To say it differently, if you injected a very tiny bunny into your blood stream, your immune system would deal with it by generating thousands of antibodies to the different features of the bunny – some recognize the cottony tail, some the feet, the whiskers, the ears, or the big teeth. These are the polyclonal antibodies – they know all the different parts of the bunny, and they are a mixture of multiple, unique antibodies (hence the term ‘poly’) with a single, but complex target: a rabbit. The problem with polyclonal sets of antibodies is that they are hard to reproduce batch-to-batch. You are dependent on the animal host to recreate the set, in the same proportions, and with the same recognition sites. You can’t guarantee that in different hosts.

But really, the defining feature of a bunny is the long ears, right? That’s what makes a bun. So if you can identify and purify the *one* (mono) antibody that just recognizes the bunny ears, then you have condensed the entire set down to just the best and most accurate one.
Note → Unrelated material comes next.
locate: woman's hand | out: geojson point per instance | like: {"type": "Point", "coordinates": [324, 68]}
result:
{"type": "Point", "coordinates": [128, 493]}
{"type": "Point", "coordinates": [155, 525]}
Much easier to produce and should work more consistently against its target than the set.

Both have their benefits and detriments, but generally, receiving a monoclonal antibody for a medical treatment (or using it in an experiment) means we have solid expectations for how well this will work, and how to control it. Being given a polyclonal ab translates to “we expect this to work, but we won’t be able to say why, or how, or be able to control it as well” because you don’t know which antibodies in the set are necessary or successful.

Polyclonals can be kind of a black box (not always, I’m speaking generally).